The one that went unreported

It was only because of a social media post that this other pipeline explosion, near Injune, on one of the Santos pipelines was learned of. There are no publicly available details. We can only assume that some sort of accident occurred or was it a case of stress corrosion or MIC? In 2025, Santos received one penalty notice with associated fine totaling A$16,130 and one fine totaling A$10,000 but no information is provided on what these fines were for.

This is not good enough. Santos have a track record of pipeline accidents, including this one at Toolachee in South Australia.

Transparency strengthens safety

High-hazard industries improve when they openly share failures. The aviation industry publishes detailed accident reports. Rail investigations are publicly available. Mining incidents are often examined through comprehensive technical reports albeit also hard to find. Gas infrastructure should be no different.

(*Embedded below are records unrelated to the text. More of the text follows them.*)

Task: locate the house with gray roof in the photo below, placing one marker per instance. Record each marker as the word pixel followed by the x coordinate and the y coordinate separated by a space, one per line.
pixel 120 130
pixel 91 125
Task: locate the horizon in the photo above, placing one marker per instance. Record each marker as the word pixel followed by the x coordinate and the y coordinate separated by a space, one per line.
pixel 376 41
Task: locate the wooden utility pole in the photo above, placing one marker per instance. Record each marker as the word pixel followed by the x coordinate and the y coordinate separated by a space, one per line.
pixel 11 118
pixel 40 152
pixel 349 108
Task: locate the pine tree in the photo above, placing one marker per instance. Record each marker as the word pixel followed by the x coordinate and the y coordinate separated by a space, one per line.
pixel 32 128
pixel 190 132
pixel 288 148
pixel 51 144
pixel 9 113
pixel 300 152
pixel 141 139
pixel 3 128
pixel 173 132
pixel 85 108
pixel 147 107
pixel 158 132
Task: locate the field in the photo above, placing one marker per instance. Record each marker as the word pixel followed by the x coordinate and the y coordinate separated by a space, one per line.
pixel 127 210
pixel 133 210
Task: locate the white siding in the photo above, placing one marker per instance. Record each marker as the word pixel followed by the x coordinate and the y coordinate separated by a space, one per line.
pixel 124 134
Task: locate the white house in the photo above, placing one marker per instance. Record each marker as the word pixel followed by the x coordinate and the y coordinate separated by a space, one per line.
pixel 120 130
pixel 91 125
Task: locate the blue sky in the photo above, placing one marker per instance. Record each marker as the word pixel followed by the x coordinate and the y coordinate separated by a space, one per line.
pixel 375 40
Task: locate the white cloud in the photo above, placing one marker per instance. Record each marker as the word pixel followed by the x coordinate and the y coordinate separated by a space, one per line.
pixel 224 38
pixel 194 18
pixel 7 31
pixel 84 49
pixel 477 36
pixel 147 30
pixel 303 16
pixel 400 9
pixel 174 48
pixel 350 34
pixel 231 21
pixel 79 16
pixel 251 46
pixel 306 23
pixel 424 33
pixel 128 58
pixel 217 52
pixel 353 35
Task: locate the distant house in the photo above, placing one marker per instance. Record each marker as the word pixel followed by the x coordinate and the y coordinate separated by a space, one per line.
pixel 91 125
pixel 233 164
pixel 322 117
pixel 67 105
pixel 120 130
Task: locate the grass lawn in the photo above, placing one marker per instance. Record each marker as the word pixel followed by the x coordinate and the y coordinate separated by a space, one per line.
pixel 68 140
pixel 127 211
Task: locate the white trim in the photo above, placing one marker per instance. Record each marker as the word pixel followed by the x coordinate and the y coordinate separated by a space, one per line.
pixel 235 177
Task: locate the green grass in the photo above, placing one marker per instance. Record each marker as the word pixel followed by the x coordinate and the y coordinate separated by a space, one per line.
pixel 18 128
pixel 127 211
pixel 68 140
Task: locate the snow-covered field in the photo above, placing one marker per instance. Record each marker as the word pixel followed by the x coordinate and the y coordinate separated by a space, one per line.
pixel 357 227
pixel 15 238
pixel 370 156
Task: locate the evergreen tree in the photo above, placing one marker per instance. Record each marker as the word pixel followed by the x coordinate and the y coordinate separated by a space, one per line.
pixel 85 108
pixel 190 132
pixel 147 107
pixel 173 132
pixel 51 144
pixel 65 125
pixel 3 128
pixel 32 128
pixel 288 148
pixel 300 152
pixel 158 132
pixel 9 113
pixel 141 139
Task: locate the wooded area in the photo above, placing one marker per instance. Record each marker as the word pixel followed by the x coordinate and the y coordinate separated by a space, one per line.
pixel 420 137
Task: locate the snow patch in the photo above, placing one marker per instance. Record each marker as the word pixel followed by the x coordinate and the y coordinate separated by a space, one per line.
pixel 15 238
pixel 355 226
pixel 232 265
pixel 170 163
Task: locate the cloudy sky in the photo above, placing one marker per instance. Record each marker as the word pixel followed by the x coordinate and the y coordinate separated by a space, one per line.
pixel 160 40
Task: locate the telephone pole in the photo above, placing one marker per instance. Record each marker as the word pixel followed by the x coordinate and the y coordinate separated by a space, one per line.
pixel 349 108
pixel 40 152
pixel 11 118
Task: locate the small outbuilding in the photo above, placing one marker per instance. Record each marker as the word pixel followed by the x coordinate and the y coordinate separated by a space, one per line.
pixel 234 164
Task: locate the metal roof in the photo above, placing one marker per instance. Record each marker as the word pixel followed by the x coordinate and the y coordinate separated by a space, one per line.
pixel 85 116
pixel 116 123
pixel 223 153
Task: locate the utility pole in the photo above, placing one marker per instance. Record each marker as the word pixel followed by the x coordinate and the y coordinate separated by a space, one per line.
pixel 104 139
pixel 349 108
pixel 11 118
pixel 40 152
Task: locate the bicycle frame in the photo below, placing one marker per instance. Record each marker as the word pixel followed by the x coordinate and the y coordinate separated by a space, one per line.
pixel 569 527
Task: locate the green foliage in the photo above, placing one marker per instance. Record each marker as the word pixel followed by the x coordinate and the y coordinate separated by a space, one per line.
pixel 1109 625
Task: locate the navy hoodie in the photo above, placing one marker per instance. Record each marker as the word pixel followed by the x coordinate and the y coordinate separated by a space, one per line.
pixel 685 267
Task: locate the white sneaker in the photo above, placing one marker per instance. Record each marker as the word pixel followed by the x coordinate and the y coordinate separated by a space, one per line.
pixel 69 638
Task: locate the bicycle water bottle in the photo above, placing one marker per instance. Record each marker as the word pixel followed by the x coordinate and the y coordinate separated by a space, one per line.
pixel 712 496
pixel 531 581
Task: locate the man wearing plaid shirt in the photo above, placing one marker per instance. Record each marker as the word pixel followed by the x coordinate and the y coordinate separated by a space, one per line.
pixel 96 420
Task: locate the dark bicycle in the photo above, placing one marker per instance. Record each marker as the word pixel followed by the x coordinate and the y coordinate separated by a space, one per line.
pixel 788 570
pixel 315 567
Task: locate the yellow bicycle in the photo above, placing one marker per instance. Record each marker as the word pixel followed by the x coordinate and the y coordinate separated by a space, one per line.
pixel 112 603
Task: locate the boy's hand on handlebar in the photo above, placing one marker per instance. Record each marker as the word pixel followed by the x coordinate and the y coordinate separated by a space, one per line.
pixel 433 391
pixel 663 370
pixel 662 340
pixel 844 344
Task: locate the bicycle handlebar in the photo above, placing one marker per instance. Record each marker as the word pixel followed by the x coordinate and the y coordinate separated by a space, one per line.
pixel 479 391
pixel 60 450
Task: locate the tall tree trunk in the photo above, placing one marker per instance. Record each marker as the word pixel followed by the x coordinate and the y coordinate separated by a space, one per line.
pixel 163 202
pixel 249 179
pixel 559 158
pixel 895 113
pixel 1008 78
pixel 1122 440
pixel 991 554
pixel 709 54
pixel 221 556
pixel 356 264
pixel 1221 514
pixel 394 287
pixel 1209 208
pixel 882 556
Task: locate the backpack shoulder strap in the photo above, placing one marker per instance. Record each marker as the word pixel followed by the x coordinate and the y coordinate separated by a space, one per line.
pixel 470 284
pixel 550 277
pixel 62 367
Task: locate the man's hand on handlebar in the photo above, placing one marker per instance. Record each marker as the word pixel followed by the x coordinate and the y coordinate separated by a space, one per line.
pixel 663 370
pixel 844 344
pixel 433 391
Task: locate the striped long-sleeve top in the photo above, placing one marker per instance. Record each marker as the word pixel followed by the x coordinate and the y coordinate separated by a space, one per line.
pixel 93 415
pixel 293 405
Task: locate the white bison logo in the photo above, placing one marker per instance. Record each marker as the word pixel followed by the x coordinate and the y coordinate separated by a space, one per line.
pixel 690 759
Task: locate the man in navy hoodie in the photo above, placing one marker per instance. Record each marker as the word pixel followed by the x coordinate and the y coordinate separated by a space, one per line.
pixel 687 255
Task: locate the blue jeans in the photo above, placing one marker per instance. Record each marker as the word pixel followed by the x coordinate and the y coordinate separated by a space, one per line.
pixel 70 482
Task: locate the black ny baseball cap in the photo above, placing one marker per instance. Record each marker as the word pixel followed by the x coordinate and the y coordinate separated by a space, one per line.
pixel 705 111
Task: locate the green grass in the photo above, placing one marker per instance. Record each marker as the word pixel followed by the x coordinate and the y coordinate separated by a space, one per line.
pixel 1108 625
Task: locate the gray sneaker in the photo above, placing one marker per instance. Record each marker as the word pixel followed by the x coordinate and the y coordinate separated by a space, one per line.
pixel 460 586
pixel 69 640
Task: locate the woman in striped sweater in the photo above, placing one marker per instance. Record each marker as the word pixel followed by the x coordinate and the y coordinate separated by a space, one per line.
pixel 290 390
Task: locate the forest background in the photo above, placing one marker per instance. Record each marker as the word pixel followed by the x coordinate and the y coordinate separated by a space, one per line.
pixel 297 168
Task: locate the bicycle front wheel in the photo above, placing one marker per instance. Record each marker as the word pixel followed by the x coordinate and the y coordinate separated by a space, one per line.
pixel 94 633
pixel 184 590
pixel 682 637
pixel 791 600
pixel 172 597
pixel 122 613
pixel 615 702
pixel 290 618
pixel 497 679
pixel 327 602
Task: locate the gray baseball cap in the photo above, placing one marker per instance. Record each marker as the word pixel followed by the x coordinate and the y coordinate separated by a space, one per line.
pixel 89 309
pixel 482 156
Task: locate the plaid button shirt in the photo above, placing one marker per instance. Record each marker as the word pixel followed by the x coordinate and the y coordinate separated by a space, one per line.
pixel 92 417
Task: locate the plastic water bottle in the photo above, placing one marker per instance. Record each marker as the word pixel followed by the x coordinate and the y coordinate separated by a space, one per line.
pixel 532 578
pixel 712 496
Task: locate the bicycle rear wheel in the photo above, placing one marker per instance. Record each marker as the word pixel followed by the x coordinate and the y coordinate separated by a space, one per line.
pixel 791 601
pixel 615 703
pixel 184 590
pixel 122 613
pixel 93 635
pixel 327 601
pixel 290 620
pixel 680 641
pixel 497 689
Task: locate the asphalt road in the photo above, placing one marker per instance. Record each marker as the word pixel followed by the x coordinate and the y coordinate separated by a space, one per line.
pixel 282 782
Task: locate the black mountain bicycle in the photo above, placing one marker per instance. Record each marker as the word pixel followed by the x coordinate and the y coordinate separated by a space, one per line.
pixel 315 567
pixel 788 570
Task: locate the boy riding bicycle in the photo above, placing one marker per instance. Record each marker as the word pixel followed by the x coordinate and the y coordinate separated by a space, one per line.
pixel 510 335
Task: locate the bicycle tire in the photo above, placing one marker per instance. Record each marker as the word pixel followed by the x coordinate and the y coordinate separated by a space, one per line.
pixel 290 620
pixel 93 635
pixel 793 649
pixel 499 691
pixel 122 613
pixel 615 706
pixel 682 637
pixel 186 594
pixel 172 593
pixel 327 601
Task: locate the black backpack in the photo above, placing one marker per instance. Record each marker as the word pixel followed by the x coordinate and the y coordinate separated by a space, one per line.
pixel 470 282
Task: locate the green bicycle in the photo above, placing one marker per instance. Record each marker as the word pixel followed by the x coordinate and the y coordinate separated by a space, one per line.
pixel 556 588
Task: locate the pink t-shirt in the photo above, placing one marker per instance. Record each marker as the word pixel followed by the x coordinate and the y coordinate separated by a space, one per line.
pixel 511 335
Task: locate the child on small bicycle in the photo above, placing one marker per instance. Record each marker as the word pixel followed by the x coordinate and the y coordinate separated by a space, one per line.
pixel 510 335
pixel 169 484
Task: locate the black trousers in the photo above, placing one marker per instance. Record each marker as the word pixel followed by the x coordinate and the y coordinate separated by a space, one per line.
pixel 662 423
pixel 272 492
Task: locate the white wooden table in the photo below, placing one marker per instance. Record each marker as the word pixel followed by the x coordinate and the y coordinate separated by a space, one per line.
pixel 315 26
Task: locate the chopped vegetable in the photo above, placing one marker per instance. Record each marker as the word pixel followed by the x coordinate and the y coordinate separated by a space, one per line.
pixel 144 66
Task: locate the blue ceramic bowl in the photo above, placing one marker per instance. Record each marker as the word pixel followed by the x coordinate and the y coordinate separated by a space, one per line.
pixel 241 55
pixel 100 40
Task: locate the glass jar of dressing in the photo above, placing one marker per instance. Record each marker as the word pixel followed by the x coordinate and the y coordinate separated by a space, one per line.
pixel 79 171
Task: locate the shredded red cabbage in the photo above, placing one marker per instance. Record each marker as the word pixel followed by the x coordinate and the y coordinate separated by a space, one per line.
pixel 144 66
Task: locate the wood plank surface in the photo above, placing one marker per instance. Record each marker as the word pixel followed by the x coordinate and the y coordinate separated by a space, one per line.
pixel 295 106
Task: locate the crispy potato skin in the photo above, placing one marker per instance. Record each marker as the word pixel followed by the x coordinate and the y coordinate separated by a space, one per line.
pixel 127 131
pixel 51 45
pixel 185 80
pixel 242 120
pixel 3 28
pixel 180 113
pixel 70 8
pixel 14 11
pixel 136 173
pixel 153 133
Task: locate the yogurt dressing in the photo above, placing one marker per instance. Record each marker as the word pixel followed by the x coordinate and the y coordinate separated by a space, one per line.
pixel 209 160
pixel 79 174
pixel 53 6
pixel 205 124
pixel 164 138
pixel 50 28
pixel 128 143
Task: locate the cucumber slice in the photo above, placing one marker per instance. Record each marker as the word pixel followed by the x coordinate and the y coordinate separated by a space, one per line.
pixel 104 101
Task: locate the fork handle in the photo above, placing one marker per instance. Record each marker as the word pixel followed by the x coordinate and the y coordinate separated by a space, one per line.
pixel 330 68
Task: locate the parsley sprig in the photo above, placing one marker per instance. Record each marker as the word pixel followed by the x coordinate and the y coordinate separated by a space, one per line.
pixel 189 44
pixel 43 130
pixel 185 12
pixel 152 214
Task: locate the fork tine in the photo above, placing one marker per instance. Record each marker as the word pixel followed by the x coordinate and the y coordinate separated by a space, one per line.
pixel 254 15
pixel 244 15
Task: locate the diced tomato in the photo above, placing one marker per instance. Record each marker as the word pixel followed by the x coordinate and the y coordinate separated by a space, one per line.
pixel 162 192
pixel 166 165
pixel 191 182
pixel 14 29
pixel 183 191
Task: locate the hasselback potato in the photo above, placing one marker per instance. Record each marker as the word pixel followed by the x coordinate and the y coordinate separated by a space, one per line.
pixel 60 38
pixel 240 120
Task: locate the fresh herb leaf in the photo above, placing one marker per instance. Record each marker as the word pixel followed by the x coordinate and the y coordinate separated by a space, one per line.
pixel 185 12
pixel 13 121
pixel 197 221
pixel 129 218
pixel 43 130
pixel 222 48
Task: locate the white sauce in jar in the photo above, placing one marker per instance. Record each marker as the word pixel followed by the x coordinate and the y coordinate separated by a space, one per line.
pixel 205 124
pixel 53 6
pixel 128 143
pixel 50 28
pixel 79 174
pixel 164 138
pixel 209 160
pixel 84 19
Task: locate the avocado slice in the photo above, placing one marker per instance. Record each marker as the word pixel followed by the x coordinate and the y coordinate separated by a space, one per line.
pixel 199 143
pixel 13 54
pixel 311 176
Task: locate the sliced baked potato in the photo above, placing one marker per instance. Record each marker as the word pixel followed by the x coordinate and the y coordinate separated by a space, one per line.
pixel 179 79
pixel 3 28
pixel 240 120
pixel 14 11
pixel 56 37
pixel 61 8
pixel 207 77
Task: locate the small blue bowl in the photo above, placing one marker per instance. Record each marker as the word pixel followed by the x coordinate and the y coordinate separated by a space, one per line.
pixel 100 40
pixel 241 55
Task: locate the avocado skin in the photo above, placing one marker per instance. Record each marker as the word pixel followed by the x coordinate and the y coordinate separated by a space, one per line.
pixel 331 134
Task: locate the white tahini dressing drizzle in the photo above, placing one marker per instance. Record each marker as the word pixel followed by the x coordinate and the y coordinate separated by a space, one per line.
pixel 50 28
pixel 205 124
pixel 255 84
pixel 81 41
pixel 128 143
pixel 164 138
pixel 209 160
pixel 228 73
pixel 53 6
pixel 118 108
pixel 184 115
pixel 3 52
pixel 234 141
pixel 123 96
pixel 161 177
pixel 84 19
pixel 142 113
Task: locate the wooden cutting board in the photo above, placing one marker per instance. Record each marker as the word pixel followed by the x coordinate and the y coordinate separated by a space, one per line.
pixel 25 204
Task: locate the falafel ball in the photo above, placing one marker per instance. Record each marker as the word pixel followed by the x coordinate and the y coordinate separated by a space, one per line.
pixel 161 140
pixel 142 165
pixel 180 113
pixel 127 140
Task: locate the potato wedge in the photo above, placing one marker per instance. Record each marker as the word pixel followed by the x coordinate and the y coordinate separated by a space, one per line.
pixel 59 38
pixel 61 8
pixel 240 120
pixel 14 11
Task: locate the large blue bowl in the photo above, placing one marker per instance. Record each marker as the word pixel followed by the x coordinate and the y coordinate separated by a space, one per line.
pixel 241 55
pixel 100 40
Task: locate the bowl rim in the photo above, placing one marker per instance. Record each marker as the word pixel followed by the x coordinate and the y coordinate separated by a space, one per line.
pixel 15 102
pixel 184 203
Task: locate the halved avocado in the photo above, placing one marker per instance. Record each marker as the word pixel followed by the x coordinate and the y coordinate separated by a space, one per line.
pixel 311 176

Publishing investigation is about ensuring that engineers, operators, regulators, landholders and communities can learn from failures before they happen again, not so that the blame game can be played. Informing communities should be front and centre, especially when the expectation is that the gas industry co-locates within the community.

Communities deserve more than brief references in annual reports and should not have to rely on scattered media reports or isolated references buried in regulatory documents to understand serious safety events.

Greater transparency benefits everyone—from pipeline operators and regulators to the communities that live alongside Australia’s gas infrastructure.